La parábola de las diez vírgenes (Mt 25,1-12) nos muestra claramente cuán necesaria es la virtud de la prudencia. Sólo cinco de ellas, que eran prudentes, fueron admitidas al banquete de bodas; mientras que las otras cinco, que eran necias, quedaron fuera por no haber sido previsoras, llevando consigo el suficiente aceite para sus lámparas. El Señor concluye la parábola con esta advertencia: “Velad, porque no sabéis ni el día ni la hora” (Mt 25,13).

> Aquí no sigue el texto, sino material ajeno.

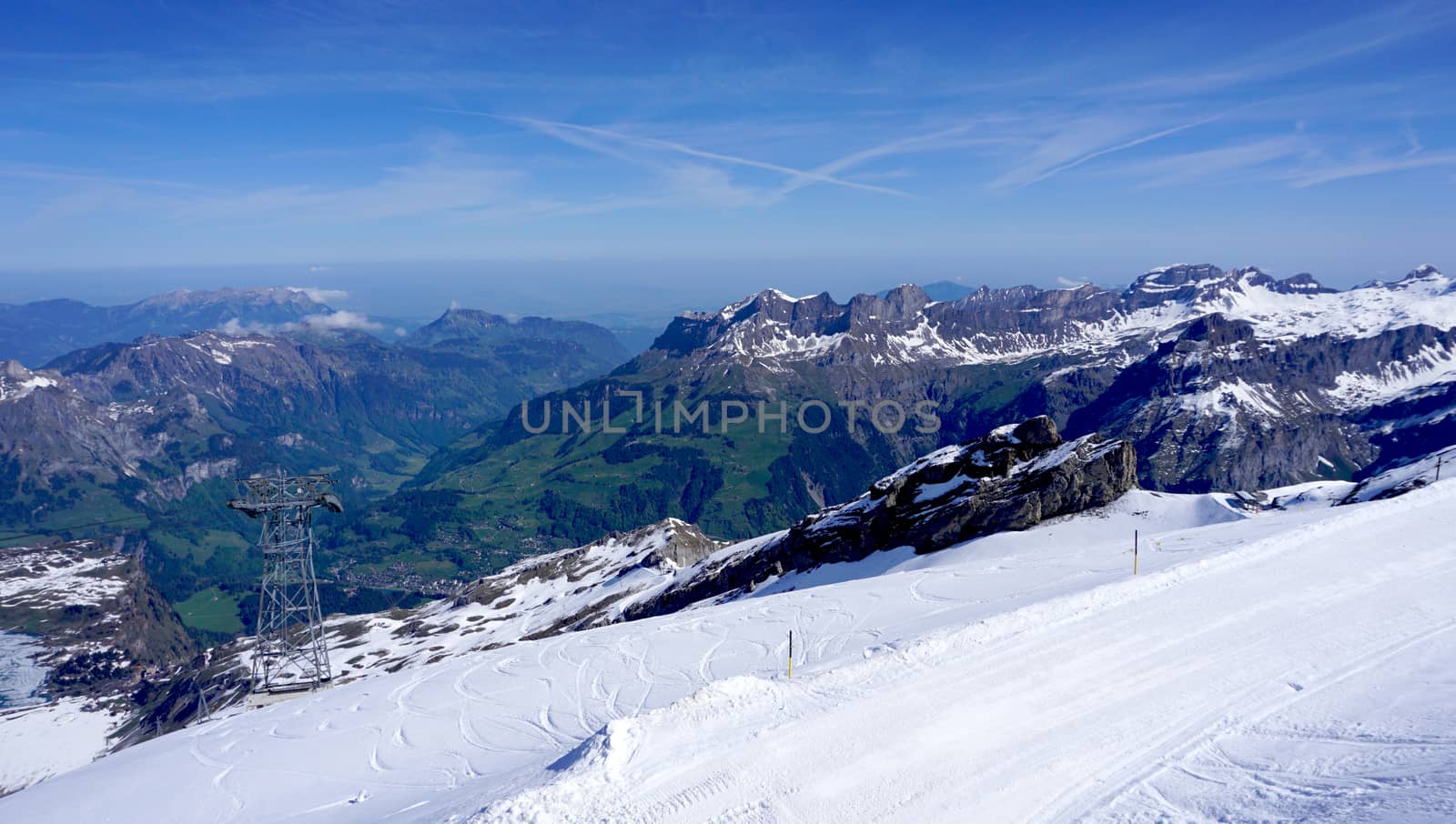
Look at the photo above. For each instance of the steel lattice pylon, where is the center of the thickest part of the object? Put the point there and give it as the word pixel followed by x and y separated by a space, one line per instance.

La prudencia y la vigilancia conforman una unión muy fructífera. La prudencia nos aconseja “aprovechar el tiempo presente”, conforme a la exhortación de San Pablo (Ef 5,16). Esto significa no dejar pasar las ocasiones que se nos presenten para hacer el bien, para practicar las virtudes, para glorificar a Dios, para cooperar en la salvación de las almas. De hecho, si desaprovechamos una oportunidad para hacer una buena obra, la habremos perdido para siempre. Ciertamente se nos presentarán otras ocasiones en el futuro; pero aquella que dejamos pasar, jamás volverá. Aquí también entraría en juego la vigilancia espiritual, advirtiéndonos que no desaprovechemos ningún momento para hacer el bien.
Tanto la virtud de la fortaleza como la prudencia son muy necesarias en nuestro camino, y deberíamos pedírselas de forma especial al Señor y también ponerlas en práctica. Dios nos dará las ocasiones para ello. Será inevitable que cometamos errores. Pero de estos errores podremos aprender, y así la prudencia nos ayudará de nuevo para estar mejor preparados la próxima vez.
Si en ciertas situaciones no fuimos valientes y nos arrepentimos de corazón de no haberlo sido, entonces esta falencia puede convertírsenos en una fuente para volver a cobrar valor y afrontar mejor la próxima situación en la que nos encontremos.